Rewarding good behavior but noting problems steers students from trouble
Valley Middle School student Nelenah GreyEyes grinned when asked if she used to get into trouble in class.
Her occasional misbehavior was fairly typical for any seventh-grader: She was late, she used to talk a lot with her friends. But this threatened her “citizenship” score, a number reflecting her behavior in school each week. It also jeopardized her participation in basketball, her favorite sport, so she started to change, she said.
“I take it as a grade and I keep it up,” she said.
The Grand Forks Public School District has long used the score to track student behavior, but it added a full-scale program, Response to Intervention for Behavior, at least a decade ago.
The program, which requires more detailed reports on behavior, has proven to work well, teachers said. It’s especially crucial for middle school-age students who can experience dramatic fluctuations of behavior during those years, they said.
“As time has gone on, they’ve taken ownership of the action and been more accountable,” said Tessany Becker, eighth-grade English teacher.
The data teachers collect are more comprehensive but not necessarily conclusive of its effectiveness.
Teachers note the time, location, day of the week and intensity level of an offense, which can include harassment, tardiness and acts of defiance. Teachers also track the number of reports per grade level and how many times offenses happen each month.
However, no discernible pattern can be traced in the number of reports teachers have made since 2009, except that the number tends to rise around holidays.
This fall, teachers noted 134 minor acts of defiance, the most common misbehavior. Disruptive students ranked second highest, with 72 reports, and serious acts of defiance ranked third, with 53 reports. More serious behavior, such as harassment, truancy and being caught with a weapon, fell low on the list with one report each.
Becker said the reports are not representative because some students repeat the same behavior. Of the 60-some students she teaches, only about 5 percent repeatedly misbehave, she said.
Shana Lindeman, a seventh-grade math teacher, said reporting can also be complicated by teacher preference, tolerance levels and forgetfulness.
One might find a certain behavior more egregious than others, or report more than others. Some teachers might manage a disruptive student on the spot — or likewise, notice someone helping another — but forget to write it down, she said.
“Sometimes that data isn’t going to be completely accurate,” she said.
District teachers follow a relatively standard process each time a student misbehaves. They detail the nature of the incident, talk to the student about the problem, and work out a follow-up plan. For major incidents, a principal meets with the student.
But teachers also discuss the positive things students accomplish to give them a more balanced perspective of their behavior, teachers said.
“The idea is to learn from the mistake and hopefully move on, and not always focus on the negative,” said Becker.
Students and teachers say they’ve embraced the program.
For a few classes, GreyEyes sat at different tables from her friends so she could minimize talking. It was a hard decision, but she recognized when her behavior wasn’t the best and getting called out for it helped, she said.
“After a teacher says it once, I’m like, maybe I should just stop,” she said.
To produce similar outcomes, Principal Barry Lentz said teachers model behavior to students and remind them several times.
“Staff understand that this is about teaching what the expectations are, not just telling (students),” he said.
Students are also motivated to be good because of the school’s incentive plan.
For each deed recognized by teachers, students participate in prize drawings and get “pride cards” recognizing the act mailed home to their parents. The more cards collected, the more students can plan fun events at pep rallies, such as dances. They can also participate in projects that help others, too, such as donating money from student fundraising to charities.
Eighth-grader Nick Dohman said his good behavior and leadership will benefit his future. Dohman is current president for the school’s student leadership organization, which helps develop the activities.
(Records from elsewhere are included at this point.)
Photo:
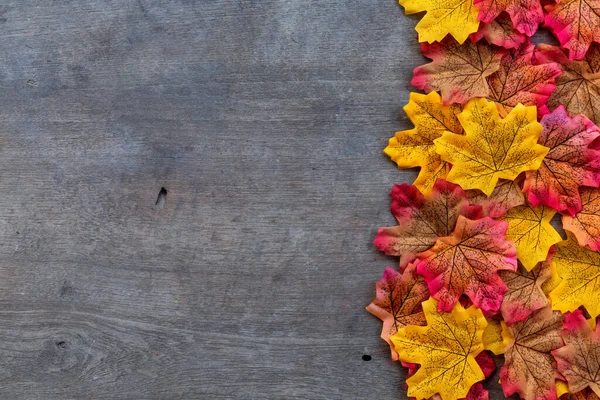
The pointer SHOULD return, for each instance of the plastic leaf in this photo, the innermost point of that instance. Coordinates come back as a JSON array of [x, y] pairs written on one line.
[[579, 269], [500, 32], [398, 302], [505, 196], [570, 163], [468, 263], [492, 148], [586, 224], [446, 349], [575, 23], [529, 228], [579, 360], [415, 147], [525, 294], [458, 71], [519, 81], [578, 88], [529, 367], [455, 17], [493, 337], [421, 220], [585, 394], [526, 15]]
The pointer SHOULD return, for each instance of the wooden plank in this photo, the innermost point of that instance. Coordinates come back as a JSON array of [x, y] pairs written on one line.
[[264, 121]]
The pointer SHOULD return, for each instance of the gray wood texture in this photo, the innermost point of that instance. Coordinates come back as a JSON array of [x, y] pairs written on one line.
[[264, 120]]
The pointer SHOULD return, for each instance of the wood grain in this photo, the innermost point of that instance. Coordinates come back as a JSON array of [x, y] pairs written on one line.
[[264, 120]]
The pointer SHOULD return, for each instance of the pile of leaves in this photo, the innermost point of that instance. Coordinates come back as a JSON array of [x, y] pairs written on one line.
[[506, 141]]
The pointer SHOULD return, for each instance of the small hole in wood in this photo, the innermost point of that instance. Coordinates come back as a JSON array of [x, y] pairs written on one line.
[[162, 198]]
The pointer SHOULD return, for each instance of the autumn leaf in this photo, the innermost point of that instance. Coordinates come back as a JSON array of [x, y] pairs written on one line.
[[579, 269], [505, 196], [525, 294], [446, 349], [575, 23], [526, 15], [398, 302], [493, 337], [586, 224], [569, 164], [492, 148], [578, 87], [421, 220], [585, 394], [519, 81], [455, 17], [468, 263], [458, 71], [415, 147], [578, 360], [529, 367], [529, 228], [500, 32]]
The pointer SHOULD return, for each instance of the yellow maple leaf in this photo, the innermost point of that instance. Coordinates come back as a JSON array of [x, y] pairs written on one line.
[[529, 228], [446, 349], [455, 17], [492, 147], [579, 269], [415, 147]]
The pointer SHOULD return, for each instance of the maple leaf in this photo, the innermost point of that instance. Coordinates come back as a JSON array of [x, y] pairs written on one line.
[[529, 228], [506, 195], [585, 394], [529, 367], [578, 87], [519, 81], [526, 15], [468, 263], [578, 360], [500, 32], [455, 17], [579, 269], [398, 302], [575, 23], [525, 294], [458, 71], [415, 147], [492, 148], [494, 337], [570, 163], [586, 224], [446, 349], [422, 219]]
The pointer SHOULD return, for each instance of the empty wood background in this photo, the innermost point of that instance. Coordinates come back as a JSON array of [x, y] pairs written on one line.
[[264, 121]]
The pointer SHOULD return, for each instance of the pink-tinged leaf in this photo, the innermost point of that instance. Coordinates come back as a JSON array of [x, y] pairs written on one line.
[[525, 294], [458, 71], [520, 81], [578, 360], [421, 220], [398, 302], [500, 32], [526, 15], [468, 263], [505, 196], [569, 164], [575, 23]]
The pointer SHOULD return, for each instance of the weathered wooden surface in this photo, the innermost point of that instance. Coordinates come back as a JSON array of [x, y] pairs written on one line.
[[264, 120]]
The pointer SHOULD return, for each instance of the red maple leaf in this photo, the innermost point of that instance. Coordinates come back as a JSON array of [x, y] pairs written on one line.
[[526, 15], [467, 262], [421, 220], [569, 164]]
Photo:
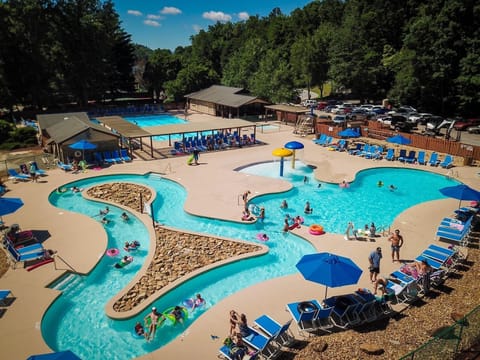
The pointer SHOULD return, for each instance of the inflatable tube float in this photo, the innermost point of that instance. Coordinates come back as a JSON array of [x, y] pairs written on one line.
[[112, 252], [262, 237], [148, 322], [293, 226], [189, 303], [122, 264], [46, 261], [167, 313], [316, 229]]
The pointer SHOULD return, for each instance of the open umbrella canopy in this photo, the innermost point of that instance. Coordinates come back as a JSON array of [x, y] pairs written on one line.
[[348, 132], [82, 145], [329, 269], [62, 355], [461, 192], [399, 139], [9, 205]]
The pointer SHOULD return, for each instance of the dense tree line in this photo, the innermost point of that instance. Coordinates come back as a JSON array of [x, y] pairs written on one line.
[[62, 51], [423, 53]]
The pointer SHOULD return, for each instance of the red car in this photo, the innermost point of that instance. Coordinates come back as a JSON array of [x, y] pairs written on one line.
[[465, 124]]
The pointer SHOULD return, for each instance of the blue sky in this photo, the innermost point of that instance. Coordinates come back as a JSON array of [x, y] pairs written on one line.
[[168, 24]]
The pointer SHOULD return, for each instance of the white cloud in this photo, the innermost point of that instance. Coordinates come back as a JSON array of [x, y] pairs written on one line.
[[151, 23], [170, 10], [154, 17], [216, 16], [134, 12], [243, 15]]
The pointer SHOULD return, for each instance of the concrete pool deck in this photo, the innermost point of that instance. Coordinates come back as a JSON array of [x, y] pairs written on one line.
[[213, 191]]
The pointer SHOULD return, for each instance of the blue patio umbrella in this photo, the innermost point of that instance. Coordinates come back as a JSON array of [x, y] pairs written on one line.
[[348, 132], [82, 145], [329, 269], [9, 205], [461, 192], [294, 145], [399, 139], [61, 355]]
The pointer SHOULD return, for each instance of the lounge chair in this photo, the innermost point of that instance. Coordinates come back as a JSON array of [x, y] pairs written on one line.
[[358, 148], [38, 171], [447, 162], [421, 158], [266, 346], [125, 156], [390, 155], [14, 175], [63, 166], [3, 296], [320, 140], [18, 257], [305, 318], [344, 310], [433, 159], [281, 333], [402, 156]]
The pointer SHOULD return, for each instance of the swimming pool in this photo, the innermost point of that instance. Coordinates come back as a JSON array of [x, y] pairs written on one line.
[[77, 320], [158, 120]]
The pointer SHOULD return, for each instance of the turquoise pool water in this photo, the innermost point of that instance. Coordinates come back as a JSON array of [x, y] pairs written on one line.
[[158, 120], [77, 321]]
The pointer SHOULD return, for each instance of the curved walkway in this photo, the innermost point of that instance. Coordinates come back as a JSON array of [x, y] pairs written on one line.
[[213, 183]]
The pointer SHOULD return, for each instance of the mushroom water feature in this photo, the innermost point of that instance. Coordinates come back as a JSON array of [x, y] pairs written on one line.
[[282, 152], [294, 145]]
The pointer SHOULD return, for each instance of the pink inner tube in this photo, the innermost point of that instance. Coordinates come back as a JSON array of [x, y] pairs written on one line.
[[112, 252], [261, 237]]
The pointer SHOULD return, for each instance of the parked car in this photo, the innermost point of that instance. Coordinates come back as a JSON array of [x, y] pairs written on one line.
[[340, 119], [465, 124], [474, 129], [400, 123], [310, 103]]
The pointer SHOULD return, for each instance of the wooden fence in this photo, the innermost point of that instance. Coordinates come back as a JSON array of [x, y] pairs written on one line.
[[375, 130]]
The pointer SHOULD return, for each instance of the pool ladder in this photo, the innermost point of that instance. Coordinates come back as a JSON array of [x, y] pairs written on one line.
[[68, 282]]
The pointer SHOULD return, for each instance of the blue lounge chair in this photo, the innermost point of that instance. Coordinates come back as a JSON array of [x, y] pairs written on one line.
[[344, 310], [14, 175], [63, 166], [304, 314], [358, 147], [124, 154], [433, 159], [281, 334], [3, 296], [447, 162], [403, 155], [266, 347], [390, 155], [421, 158], [18, 257]]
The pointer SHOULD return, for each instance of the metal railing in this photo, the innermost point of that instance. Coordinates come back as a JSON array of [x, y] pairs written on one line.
[[451, 341]]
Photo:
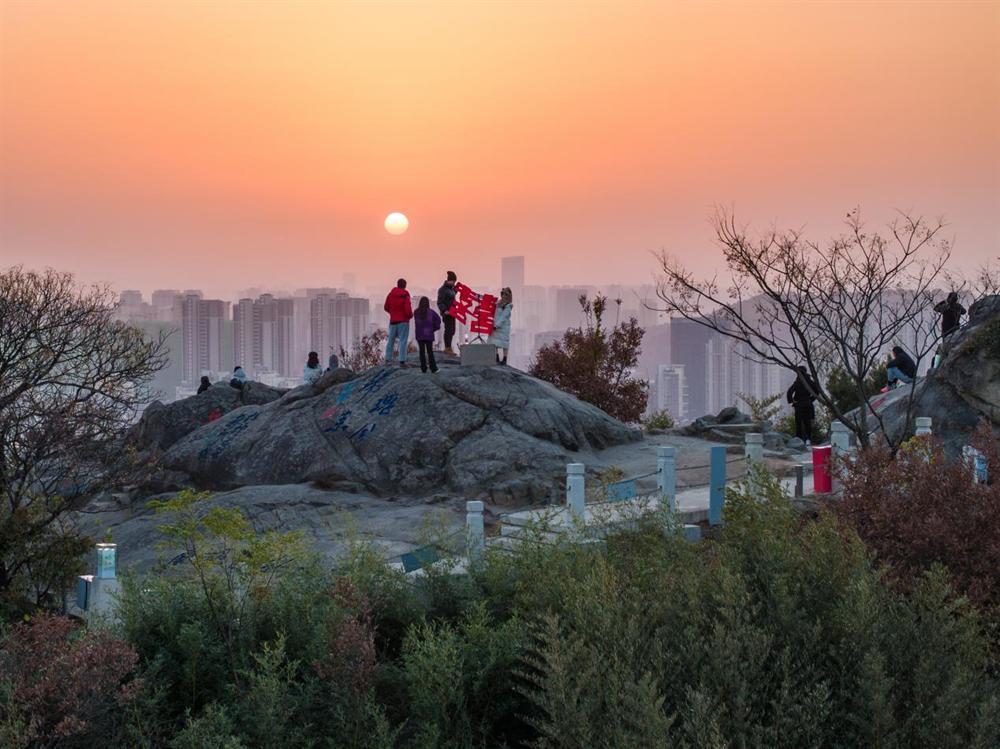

“I want to be responsible because high school’s next year, and you have to be responsible to get good grades,” he said.
At Valley, students are asked to take pride in themselves, others and the school, and teachers also keep that in mind as they observe behavior, teachers said.
“It’s really helped students think about others,” said Becker.
Teacher and school administrators are constantly trying to improve the program, they said. It’s just one part of the district’s character education, which is important for all students, said Lentz.
“Students who don’t behave well don’t learn well, either, and can disrupt the learning of others,” he said. “We have a responsibility to make sure all students know and understand appropriate behaviors, and how those behaviors impact others.”